Delivery fail timeout 24 hours Device Management tries to deliver events for 24 hours. If the remote end does not respond during that time, the channel is deleted.
Batch size limit 10,000 events (default) Even one event in the queue triggers notification sending. The events come in batches of 1-10,000 depending on the number of events in the queue. You can adjust this with the max_chunk_size configuration.
Events in a second ~ 1000 events in a second The callback channel can receive and deliver approximately 1000 events in a second.

Note: Every notification channel is bound to the API key of an application. If two different application instances use the same API key, the application that sets the channel last overrides the previous one.

Callback interface

To register a callback interface, use /v2/notification/callback. You can also use it to define optional headers. For example, you can set an authorization header with a token, or provide additional information to your web application.

To set a callback URL:

  1. The web application calls PUT /v2/notification/callback and provides the callback URL in the body.

    Note: The callback URL in the web application must be publicly available to be accessed by Device Management Connect.

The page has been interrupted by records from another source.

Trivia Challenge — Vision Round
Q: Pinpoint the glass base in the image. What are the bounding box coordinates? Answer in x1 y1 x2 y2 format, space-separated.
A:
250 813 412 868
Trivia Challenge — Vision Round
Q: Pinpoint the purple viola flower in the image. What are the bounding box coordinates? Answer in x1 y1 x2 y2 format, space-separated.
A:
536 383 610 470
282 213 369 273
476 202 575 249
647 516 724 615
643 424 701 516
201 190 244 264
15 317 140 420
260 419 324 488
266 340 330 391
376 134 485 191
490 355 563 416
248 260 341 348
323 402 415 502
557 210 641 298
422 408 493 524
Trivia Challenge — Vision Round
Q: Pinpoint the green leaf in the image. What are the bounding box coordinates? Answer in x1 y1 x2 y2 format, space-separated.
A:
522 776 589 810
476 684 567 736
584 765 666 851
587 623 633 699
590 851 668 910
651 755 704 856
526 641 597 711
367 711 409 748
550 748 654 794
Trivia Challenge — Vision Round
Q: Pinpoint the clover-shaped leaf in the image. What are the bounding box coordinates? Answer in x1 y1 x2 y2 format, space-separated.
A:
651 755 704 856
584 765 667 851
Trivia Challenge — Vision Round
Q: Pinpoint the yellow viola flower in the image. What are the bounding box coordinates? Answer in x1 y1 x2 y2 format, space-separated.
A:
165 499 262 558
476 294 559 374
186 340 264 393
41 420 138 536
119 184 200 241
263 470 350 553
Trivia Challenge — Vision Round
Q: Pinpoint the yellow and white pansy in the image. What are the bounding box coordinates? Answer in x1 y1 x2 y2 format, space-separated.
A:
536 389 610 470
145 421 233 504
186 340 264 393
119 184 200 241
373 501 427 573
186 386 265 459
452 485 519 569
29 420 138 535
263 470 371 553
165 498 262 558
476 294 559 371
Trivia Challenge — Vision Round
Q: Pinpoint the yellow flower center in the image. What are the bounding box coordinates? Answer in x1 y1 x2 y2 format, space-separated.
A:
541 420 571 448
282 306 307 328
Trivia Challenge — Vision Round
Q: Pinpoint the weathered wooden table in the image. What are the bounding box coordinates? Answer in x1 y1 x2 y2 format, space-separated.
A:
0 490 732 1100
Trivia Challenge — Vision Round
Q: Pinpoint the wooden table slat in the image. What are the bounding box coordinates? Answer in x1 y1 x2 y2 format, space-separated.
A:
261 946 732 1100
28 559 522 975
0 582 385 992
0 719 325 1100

  2. Device Management Connect verifies the callback URL by calling PUT with the given headers (headers are optional).

  3. The web application responds with 200 OK

  4. Device Management Connect stores the callback URL for the specific API key.

    Note: Each API key can only have one callback URL. If you set another callback URL with the same API key, the first URL will be overwritten.

  5. When an event occurs, Device Management Connect sends notifications messages to the callback URL, with the given headers.

    Note: If sending to the callback URL fails continuously for 24 hours, the callback channel is removed. See Notification sending logic.

Callback interface

Securing the callback channel

To secure the callback channel, you must provide an HTTPS callback URL. The HTTPS protocol will encrypt all the data flowing from Device Management to your application, making it unintelligible for a potential interceptor.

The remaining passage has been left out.